Uma empresa operadora de transporte público em Porto Alegre (RS) foi condenada, por maioria, na Sétima Turma do Tribunal Superior do Trabalho – TST a pagar adicional de insalubridade de grau máximo a uma cobradora de ônibus que tinha a obrigação de recolher a sujeira diária acumulada dentro do coletivo sem o uso de Equipamento de Proteção Individual - EPI.
Na Justiça do Trabalho, a empresa foi condenada nas instâncias competentes, com o argumento de que o lixo recolhido nos coletivos, em função da quantidade de usuários, é classificado como lixo urbano, com direito ao adicional de insalubridade em grau máximo, de acordo com o Anexo 14 da Norma Regulamentadora nº 15 do Ministério do Trabalho e Emprego - MTE.

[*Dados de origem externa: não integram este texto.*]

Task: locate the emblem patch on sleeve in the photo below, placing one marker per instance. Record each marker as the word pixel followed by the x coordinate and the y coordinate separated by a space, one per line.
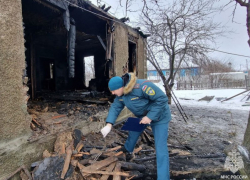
pixel 150 91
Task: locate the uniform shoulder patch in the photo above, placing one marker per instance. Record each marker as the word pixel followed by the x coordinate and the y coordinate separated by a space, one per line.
pixel 144 87
pixel 136 86
pixel 150 91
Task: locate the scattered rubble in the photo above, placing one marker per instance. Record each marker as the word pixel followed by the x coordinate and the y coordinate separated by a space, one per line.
pixel 197 149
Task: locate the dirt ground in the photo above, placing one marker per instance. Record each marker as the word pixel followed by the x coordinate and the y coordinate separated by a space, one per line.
pixel 197 148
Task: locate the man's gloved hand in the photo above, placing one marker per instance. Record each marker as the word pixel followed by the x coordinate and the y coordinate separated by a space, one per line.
pixel 106 130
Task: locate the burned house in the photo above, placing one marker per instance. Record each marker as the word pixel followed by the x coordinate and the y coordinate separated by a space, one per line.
pixel 42 51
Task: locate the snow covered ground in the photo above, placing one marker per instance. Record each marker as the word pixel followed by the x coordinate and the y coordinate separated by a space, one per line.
pixel 191 97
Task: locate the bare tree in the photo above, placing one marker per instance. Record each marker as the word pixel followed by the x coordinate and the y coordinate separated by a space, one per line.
pixel 246 141
pixel 246 4
pixel 181 30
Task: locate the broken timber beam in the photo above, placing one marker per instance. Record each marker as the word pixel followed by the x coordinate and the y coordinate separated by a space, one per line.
pixel 132 166
pixel 109 168
pixel 67 160
pixel 117 169
pixel 98 165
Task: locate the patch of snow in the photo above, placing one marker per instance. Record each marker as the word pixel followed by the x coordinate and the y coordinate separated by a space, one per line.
pixel 191 97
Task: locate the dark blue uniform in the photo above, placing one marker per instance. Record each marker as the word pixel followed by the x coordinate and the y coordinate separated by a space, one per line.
pixel 142 98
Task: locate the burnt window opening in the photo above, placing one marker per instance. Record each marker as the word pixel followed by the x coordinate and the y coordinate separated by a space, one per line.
pixel 132 60
pixel 89 67
pixel 54 60
pixel 46 70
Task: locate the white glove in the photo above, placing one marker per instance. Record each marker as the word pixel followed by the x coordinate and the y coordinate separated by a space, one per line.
pixel 106 130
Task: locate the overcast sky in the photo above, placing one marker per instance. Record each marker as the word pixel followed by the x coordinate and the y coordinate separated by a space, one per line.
pixel 234 43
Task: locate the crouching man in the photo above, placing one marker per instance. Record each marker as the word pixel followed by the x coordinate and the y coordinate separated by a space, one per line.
pixel 146 101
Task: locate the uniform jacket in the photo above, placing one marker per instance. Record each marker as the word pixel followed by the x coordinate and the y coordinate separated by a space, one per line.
pixel 142 98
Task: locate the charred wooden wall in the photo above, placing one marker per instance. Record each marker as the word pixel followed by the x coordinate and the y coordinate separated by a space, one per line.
pixel 14 118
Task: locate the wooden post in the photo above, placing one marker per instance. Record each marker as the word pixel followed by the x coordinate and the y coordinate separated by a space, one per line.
pixel 33 69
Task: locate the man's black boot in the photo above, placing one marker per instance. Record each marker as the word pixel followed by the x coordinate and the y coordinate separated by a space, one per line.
pixel 129 155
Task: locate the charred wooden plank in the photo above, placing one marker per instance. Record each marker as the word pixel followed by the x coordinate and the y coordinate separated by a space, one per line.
pixel 67 160
pixel 117 169
pixel 98 165
pixel 132 166
pixel 109 168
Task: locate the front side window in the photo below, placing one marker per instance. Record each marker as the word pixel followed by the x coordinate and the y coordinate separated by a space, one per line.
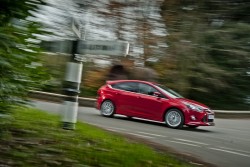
pixel 127 86
pixel 169 91
pixel 146 89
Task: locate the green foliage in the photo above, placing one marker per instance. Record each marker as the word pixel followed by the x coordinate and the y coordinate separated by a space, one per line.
pixel 209 51
pixel 19 65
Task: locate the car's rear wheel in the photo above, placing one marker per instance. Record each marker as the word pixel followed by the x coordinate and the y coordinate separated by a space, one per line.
pixel 174 118
pixel 107 108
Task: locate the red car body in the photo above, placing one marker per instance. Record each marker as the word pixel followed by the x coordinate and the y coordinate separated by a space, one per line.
pixel 148 100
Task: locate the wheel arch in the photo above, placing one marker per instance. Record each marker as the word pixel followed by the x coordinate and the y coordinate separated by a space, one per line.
pixel 172 107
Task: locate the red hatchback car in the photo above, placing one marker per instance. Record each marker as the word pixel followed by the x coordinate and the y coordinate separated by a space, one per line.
pixel 151 101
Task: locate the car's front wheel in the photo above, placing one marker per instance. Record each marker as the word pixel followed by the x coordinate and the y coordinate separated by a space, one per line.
pixel 107 108
pixel 174 118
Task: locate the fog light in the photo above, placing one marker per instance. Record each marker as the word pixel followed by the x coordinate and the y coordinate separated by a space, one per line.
pixel 193 117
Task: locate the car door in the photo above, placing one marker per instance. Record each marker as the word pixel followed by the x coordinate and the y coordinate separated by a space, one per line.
pixel 149 106
pixel 126 97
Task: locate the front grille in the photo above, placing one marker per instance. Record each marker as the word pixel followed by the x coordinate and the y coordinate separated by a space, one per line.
pixel 205 119
pixel 208 110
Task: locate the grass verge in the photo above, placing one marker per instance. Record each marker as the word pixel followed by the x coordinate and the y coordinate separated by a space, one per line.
pixel 34 138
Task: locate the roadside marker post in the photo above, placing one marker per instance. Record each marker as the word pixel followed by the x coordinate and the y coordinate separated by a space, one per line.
pixel 72 81
pixel 71 86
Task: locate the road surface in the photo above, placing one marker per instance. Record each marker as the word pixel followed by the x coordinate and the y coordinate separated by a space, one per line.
pixel 225 145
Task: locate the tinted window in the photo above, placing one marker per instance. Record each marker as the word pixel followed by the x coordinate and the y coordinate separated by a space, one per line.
pixel 128 86
pixel 169 91
pixel 146 89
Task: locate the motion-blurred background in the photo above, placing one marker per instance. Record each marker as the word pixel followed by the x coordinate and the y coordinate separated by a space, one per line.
pixel 201 49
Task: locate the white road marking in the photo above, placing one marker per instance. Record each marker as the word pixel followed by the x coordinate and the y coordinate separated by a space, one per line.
pixel 228 151
pixel 247 152
pixel 116 128
pixel 151 134
pixel 144 136
pixel 190 141
pixel 189 144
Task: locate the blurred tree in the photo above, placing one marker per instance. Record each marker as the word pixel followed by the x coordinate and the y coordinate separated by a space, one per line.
pixel 208 55
pixel 20 69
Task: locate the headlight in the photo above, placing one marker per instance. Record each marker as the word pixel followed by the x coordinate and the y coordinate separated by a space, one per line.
pixel 193 107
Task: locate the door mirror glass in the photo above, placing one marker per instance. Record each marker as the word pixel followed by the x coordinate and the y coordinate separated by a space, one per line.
pixel 157 94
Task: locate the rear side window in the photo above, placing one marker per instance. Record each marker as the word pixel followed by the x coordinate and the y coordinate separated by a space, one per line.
pixel 146 89
pixel 127 86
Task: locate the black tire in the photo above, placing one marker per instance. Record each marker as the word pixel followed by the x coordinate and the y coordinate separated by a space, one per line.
pixel 107 108
pixel 174 118
pixel 192 126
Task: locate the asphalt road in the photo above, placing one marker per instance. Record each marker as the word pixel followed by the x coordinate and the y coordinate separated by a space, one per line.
pixel 225 145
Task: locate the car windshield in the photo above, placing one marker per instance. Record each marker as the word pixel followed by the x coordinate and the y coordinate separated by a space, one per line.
pixel 169 91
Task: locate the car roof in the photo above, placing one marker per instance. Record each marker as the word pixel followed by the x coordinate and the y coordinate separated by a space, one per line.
pixel 119 81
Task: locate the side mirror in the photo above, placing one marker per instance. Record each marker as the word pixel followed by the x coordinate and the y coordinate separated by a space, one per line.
pixel 157 94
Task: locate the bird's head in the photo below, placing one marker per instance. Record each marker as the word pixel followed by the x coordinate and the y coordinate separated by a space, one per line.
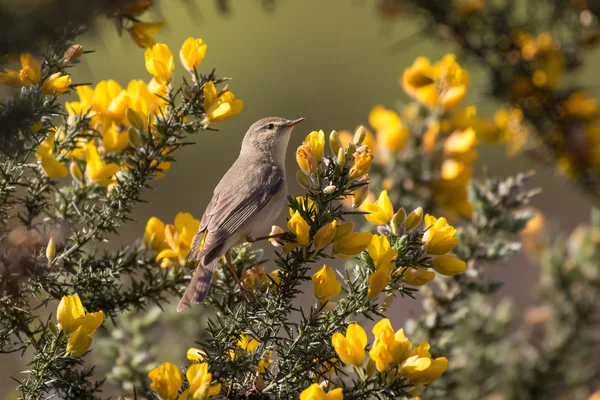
pixel 270 135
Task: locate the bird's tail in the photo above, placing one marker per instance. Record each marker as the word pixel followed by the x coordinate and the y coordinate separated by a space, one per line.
pixel 198 287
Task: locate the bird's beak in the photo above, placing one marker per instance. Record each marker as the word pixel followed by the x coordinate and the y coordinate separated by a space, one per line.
pixel 295 122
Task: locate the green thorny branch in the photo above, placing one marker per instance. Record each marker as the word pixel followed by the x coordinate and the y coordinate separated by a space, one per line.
pixel 76 215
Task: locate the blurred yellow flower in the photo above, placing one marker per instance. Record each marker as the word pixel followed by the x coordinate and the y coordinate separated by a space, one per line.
pixel 98 171
pixel 361 164
pixel 306 159
pixel 582 106
pixel 178 239
pixel 77 324
pixel 448 265
pixel 299 227
pixel 348 243
pixel 315 392
pixel 381 252
pixel 56 83
pixel 159 62
pixel 380 212
pixel 316 142
pixel 220 106
pixel 417 276
pixel 468 8
pixel 420 368
pixel 391 132
pixel 166 380
pixel 351 348
pixel 439 237
pixel 441 85
pixel 141 32
pixel 44 154
pixel 325 235
pixel 11 78
pixel 378 280
pixel 192 53
pixel 326 284
pixel 194 354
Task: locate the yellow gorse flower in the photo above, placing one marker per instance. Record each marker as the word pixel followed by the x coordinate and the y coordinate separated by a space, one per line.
pixel 192 53
pixel 44 154
pixel 166 380
pixel 141 33
pixel 391 132
pixel 381 251
pixel 351 347
pixel 97 170
pixel 441 85
pixel 420 368
pixel 326 284
pixel 316 142
pixel 348 243
pixel 361 164
pixel 175 241
pixel 299 227
pixel 315 392
pixel 390 348
pixel 200 383
pixel 77 324
pixel 56 83
pixel 380 212
pixel 325 235
pixel 439 238
pixel 220 106
pixel 29 74
pixel 159 62
pixel 305 159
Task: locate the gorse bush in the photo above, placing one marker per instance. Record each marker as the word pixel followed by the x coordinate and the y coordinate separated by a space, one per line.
pixel 396 199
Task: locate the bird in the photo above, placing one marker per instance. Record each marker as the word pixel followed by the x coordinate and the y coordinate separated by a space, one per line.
pixel 245 203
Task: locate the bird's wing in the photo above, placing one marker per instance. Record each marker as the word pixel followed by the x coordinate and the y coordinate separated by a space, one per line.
pixel 227 211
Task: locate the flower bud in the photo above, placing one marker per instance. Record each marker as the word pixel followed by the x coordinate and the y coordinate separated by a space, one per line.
pixel 76 172
pixel 398 221
pixel 360 135
pixel 414 218
pixel 51 250
pixel 73 53
pixel 359 195
pixel 351 148
pixel 387 302
pixel 305 159
pixel 135 119
pixel 329 189
pixel 303 179
pixel 275 230
pixel 341 157
pixel 334 142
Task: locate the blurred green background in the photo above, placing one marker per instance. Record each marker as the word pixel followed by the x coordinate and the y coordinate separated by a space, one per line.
pixel 328 61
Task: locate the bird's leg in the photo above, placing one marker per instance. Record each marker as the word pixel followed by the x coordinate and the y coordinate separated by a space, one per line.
pixel 237 279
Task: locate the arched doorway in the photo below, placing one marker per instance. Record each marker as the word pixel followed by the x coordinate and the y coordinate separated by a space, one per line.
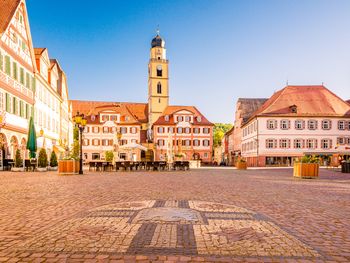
pixel 149 155
pixel 24 151
pixel 13 146
pixel 3 145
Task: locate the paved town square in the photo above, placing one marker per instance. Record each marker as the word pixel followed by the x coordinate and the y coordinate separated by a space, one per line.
pixel 198 215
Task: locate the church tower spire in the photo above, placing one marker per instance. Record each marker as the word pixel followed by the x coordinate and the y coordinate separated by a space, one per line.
pixel 158 80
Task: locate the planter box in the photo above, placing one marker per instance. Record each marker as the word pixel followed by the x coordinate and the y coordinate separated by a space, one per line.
pixel 345 167
pixel 17 169
pixel 67 167
pixel 195 164
pixel 241 165
pixel 55 168
pixel 306 170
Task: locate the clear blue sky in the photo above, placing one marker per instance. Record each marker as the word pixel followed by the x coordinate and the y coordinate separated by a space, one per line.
pixel 218 50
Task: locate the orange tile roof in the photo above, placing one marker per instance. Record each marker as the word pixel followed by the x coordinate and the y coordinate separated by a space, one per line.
pixel 38 51
pixel 138 111
pixel 171 110
pixel 7 11
pixel 309 100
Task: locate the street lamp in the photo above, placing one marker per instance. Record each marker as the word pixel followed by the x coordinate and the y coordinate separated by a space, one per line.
pixel 80 123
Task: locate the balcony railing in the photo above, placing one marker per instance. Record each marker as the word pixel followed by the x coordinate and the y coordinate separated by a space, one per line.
pixel 16 85
pixel 159 60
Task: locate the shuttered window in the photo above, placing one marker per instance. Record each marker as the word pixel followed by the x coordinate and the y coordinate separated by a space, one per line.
pixel 14 105
pixel 27 111
pixel 8 103
pixel 1 62
pixel 14 70
pixel 21 78
pixel 27 80
pixel 33 84
pixel 7 65
pixel 21 109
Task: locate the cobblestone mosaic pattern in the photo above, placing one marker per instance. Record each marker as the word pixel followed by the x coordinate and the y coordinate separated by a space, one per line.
pixel 193 216
pixel 176 227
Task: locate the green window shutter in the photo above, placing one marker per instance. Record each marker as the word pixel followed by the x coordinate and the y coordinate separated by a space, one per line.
pixel 8 103
pixel 1 62
pixel 14 105
pixel 33 84
pixel 7 65
pixel 22 76
pixel 27 80
pixel 14 71
pixel 27 111
pixel 21 112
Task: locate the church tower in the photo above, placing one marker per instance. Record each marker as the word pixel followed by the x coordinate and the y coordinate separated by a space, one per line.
pixel 158 80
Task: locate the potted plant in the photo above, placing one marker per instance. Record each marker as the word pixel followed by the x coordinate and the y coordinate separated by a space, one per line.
pixel 70 165
pixel 241 164
pixel 53 161
pixel 109 156
pixel 42 161
pixel 307 167
pixel 18 162
pixel 345 166
pixel 179 156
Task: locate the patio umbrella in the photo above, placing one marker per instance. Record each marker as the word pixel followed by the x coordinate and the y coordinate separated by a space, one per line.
pixel 31 142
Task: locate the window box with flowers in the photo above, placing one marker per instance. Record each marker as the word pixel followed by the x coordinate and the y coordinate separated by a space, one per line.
pixel 345 166
pixel 241 164
pixel 307 167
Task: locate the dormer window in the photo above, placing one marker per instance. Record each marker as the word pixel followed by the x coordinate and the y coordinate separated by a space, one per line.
pixel 159 88
pixel 294 109
pixel 159 71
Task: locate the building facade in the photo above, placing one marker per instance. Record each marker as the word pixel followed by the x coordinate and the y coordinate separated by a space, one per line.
pixel 146 131
pixel 297 121
pixel 29 85
pixel 183 131
pixel 17 81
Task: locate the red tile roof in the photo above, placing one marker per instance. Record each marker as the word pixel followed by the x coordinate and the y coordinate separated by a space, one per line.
pixel 7 11
pixel 171 110
pixel 138 111
pixel 309 101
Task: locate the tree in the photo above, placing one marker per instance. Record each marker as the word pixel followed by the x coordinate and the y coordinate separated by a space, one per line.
pixel 42 159
pixel 219 131
pixel 109 156
pixel 53 159
pixel 18 159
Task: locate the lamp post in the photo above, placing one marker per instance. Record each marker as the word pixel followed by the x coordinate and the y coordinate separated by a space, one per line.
pixel 80 123
pixel 118 136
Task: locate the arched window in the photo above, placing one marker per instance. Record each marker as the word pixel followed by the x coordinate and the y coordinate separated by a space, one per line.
pixel 159 71
pixel 159 88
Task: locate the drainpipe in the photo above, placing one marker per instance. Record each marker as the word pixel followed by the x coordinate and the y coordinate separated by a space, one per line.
pixel 257 142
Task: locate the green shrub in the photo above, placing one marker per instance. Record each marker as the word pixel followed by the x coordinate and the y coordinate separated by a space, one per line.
pixel 18 159
pixel 308 159
pixel 109 156
pixel 53 159
pixel 42 159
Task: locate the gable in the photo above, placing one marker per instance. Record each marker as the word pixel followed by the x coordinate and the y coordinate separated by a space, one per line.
pixel 16 39
pixel 185 112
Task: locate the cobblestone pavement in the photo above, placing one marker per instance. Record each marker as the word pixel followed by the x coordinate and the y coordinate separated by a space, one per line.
pixel 199 215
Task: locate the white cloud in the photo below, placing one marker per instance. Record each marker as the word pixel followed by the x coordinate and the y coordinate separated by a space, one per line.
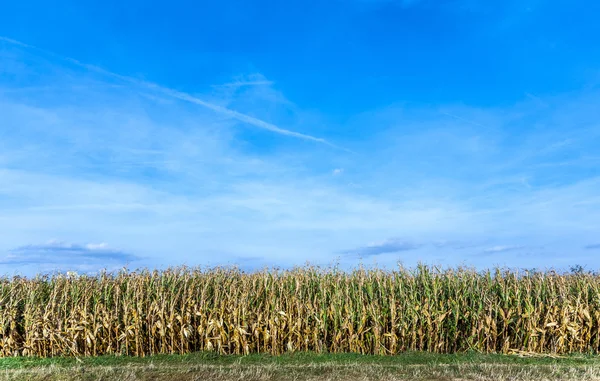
pixel 501 249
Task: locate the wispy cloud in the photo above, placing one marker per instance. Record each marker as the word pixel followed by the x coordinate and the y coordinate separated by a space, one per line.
pixel 501 249
pixel 393 245
pixel 57 255
pixel 181 96
pixel 92 162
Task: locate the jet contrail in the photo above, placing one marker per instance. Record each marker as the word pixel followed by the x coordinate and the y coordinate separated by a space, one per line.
pixel 181 96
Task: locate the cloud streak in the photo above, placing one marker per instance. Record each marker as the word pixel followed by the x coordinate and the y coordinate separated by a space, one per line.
pixel 182 96
pixel 58 255
pixel 388 246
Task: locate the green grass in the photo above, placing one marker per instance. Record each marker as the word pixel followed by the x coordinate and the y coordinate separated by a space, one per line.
pixel 303 366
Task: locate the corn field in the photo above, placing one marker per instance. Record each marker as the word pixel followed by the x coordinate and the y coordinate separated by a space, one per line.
pixel 307 309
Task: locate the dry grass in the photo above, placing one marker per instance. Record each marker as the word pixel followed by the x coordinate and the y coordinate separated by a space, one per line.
pixel 310 372
pixel 309 309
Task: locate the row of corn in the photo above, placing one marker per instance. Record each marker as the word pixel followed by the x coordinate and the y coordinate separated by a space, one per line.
pixel 306 309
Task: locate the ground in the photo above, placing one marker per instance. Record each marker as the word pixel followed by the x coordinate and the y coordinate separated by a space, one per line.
pixel 304 367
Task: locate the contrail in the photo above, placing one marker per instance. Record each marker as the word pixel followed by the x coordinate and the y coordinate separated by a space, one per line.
pixel 182 96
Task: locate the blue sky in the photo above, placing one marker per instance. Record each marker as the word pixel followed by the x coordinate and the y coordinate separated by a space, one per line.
pixel 259 133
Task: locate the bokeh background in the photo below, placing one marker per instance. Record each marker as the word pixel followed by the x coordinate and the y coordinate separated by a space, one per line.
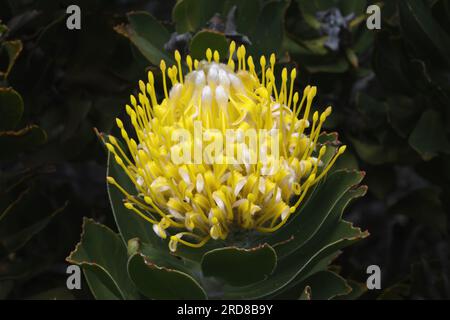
pixel 389 88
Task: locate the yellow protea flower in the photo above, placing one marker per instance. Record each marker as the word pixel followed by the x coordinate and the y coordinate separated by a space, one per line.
pixel 199 200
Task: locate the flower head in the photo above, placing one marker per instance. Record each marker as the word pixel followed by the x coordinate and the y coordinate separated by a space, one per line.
pixel 210 195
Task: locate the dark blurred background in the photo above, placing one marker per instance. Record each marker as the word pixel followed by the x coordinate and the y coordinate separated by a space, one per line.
pixel 389 89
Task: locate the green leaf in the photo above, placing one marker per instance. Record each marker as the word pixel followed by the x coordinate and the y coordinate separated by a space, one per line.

Para a relatora do caso, a ministra Delaíde Miranda Arantes, a sentença do Tribunal Regional do Trabalho da 4ª Região (RS) estava em conformidade com a jurisprudência do TST, motivo pelo qual manteve a decisão da Regional.
4-5-2012 - TST
Cobradora receberá adicional de insalubridade por recolher lixo em ônibus
A Sétima Turma do Tribunal Superior do Trabalho negou provimento a agravo interposto pela Companhia Carris Porto Alegrense no qual a empresa buscava ser absolvida de condenação ao pagamento do adicional de grau máximo a uma cobradora de ônibus que fazia a limpeza diária do lixo deixado no ônibus, sem o uso de equipamentos de proteção individual (EPI). A decisão que se pretendia reformar, segundo a Turma, não contrariou a jurisprudência do TST ou violou algum dispositivo legal, pressupostos previstos no artigo 896 da CLT para a admissão do agravo.
A condenação da Carris se deu em todas as instâncias da Justiça do Trabalho. A sentença consignou que o recolhimento de lixo em veículo de circulação urbana, em virtude da quantidade de pessoas que frequentam o ambiente, é considerado lixo urbano, gerando assim o direito ao adicional de insalubridade em grau máximo, conforme o Anexo 14 da Norma Regulamentadora nº 15 do Ministério do Trabalho e Emprego.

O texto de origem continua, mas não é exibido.